Train Kowloon to Tai Po. | Gwulo: Old Hong Kong

Train Kowloon to Tai Po.

Train Kowloon to Tai Po.

A better photograph than one previously uploaded by myself.  It shows a better view of the proximity of the railway line to the road, and the curvature of the railway, as well as a small military or police truck. Standing on the roadside next to the Nissen hut is a group of four or five men who, while not identifiable have a very military or police look about them.  This might re-inforce comments by several contributors to my photograph, below, about the buildings probably being a marine police post.  (Andrew S)

New Territories
New Territories, by AndrewSuddaby
Date picture taken (may be approximate): 
Thursday, January 1, 1953


there is a comment on Hugh's Industrial History website that identifies this building as the Shatin Army Camp Officers' Mess, located about 500 metres north of Arcullis House (i.e.
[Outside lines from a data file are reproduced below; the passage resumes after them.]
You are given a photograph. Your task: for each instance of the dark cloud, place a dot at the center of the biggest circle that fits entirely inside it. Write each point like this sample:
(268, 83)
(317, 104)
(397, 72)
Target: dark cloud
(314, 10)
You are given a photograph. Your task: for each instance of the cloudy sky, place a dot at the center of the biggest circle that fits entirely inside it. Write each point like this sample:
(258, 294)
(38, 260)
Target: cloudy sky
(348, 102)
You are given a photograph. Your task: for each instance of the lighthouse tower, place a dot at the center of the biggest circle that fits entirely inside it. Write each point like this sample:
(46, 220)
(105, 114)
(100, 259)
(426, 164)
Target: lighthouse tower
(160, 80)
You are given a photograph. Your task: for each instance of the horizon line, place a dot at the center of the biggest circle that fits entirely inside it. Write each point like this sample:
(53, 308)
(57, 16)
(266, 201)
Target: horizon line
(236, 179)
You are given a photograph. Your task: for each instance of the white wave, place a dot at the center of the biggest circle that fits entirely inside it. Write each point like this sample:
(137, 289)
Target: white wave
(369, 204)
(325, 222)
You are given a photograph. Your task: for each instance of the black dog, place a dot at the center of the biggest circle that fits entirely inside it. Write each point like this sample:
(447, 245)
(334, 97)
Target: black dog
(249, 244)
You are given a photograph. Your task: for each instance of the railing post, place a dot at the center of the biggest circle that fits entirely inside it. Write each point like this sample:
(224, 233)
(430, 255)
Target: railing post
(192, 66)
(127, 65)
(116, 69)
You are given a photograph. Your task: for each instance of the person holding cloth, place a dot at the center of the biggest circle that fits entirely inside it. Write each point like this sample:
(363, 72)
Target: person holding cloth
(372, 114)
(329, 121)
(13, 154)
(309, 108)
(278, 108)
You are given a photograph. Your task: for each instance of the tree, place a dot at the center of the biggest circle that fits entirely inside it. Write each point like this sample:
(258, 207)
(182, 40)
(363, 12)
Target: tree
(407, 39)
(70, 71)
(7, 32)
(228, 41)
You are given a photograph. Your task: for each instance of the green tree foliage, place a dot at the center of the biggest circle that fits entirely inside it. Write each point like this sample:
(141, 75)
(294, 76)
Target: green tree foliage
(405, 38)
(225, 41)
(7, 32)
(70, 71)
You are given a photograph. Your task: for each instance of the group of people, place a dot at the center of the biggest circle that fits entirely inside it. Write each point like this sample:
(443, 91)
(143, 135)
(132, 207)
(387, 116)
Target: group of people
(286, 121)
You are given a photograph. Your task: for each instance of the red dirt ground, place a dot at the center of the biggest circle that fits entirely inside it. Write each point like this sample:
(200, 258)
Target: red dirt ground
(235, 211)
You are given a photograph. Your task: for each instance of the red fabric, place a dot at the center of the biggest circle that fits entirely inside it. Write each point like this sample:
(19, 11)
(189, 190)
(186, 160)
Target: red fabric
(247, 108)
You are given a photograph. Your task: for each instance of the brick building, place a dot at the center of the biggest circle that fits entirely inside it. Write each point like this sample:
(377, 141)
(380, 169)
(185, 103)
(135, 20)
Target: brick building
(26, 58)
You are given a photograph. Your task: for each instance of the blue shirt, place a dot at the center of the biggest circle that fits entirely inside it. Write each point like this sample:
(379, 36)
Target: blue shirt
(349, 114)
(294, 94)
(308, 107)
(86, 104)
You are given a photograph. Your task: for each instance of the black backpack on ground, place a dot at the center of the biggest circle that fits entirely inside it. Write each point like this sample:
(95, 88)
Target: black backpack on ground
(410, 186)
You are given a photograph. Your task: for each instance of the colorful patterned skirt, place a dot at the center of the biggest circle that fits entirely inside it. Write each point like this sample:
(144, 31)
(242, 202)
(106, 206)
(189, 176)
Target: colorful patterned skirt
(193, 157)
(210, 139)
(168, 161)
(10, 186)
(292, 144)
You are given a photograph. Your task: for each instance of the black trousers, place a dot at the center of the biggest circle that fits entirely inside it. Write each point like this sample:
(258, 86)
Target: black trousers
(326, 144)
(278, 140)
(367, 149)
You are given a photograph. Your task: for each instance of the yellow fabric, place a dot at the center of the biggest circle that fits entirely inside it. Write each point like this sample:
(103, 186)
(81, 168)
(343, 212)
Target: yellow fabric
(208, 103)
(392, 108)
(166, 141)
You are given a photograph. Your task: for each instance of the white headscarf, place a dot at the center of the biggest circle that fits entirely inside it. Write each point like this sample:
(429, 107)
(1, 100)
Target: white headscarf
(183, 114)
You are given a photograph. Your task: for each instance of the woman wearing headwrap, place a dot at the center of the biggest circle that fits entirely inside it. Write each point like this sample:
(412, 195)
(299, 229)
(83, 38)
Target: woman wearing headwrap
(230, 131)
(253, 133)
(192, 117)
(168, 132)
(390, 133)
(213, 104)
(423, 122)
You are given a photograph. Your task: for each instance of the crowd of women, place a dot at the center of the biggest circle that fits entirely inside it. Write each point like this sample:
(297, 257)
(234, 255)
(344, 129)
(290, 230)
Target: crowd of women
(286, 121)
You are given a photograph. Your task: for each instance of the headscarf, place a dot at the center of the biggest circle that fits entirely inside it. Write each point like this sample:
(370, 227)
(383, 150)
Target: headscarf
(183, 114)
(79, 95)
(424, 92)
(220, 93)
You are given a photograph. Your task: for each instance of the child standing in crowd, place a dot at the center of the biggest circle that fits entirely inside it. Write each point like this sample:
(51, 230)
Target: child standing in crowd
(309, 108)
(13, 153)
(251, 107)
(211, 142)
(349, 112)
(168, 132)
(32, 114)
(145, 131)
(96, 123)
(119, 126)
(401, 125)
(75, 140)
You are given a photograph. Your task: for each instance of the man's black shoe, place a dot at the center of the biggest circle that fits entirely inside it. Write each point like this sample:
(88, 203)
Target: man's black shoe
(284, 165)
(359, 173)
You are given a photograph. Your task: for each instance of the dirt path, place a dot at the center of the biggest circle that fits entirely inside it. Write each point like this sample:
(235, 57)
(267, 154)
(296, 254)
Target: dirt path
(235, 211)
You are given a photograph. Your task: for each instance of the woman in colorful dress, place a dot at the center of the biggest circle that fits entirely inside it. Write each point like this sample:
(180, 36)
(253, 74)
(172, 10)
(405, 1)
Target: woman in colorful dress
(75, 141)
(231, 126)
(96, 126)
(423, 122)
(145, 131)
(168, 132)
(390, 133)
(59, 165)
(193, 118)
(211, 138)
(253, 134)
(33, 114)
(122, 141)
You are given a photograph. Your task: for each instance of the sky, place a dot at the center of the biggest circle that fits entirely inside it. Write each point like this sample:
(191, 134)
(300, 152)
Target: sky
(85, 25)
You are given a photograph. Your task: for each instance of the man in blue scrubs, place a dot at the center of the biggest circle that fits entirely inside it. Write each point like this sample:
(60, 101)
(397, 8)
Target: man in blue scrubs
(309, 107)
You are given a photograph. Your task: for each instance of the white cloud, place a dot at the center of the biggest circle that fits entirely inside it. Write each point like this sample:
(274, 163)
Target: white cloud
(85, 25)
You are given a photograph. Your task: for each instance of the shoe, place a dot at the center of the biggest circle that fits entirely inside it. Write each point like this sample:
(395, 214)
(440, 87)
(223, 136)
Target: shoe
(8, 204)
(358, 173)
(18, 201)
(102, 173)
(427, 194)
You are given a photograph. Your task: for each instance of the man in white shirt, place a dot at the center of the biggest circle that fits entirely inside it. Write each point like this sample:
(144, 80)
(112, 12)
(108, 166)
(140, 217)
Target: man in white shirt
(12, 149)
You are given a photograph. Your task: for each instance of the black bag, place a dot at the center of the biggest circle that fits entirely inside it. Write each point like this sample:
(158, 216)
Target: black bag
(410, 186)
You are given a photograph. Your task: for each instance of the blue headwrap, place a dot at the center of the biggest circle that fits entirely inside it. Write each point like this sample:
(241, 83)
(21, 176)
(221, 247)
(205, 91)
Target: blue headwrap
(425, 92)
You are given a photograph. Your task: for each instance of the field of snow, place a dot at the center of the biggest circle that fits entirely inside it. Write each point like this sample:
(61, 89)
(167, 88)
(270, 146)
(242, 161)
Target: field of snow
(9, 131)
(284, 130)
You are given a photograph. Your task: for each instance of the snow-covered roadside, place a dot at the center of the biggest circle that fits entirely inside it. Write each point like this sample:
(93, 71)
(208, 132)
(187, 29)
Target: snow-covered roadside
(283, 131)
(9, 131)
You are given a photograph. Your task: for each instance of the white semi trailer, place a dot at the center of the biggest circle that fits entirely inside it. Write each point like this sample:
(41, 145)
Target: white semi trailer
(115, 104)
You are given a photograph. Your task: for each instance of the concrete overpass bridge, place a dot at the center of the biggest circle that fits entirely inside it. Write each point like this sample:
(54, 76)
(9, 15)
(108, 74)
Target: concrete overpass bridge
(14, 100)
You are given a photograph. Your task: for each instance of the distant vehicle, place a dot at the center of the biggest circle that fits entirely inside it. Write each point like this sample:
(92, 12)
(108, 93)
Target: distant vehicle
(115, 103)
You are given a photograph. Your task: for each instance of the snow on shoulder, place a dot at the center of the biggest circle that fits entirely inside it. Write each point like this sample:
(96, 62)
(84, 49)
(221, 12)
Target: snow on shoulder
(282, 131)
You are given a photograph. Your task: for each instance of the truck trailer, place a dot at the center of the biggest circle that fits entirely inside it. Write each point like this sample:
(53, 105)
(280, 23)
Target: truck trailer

Ho Tung Lau). -

Thank you Phil for your updated identificaiton of the location.  That makes much more sense than my earlier thoght that it might have been a Marine Police Post. So, I have again zoomed in on my file copy and I now suspect that the Army truck was returning to the main Shatin Army Camp having just delivered a small squad of four or five soldiers to work their shift in the Officers' Mess.  They are almost certainly drawn up 'on parade' and there is a figure on the right of them that is probably a Corporal or Sergeant who is inspecting them before they enter the Mess - and probably giving them some sort of 'pep talk'.   

I must be honest and say that at first blush I thought this photo was of the small jetty, or pier, at Tai Po Kau. This location was the base for what was then called "North Sector" of the Royal Hong Kong Police, (Marine District), and it also housed what was then called Shatin Divisional Headquarters.

That is, the 2 or 3 storey building housed 2 completely unrelated units. I worked there from 1976 - 78.

However, closer examination reveals that there is a road between the railway line and the pier. There was certainly no road at this location in my day. The railway line, as well as Tai Po Kau Station, ran directly past the jetty with nothing (certainly no road) between the two.

Consequently I can well imagine that it was a military establishment of some sort.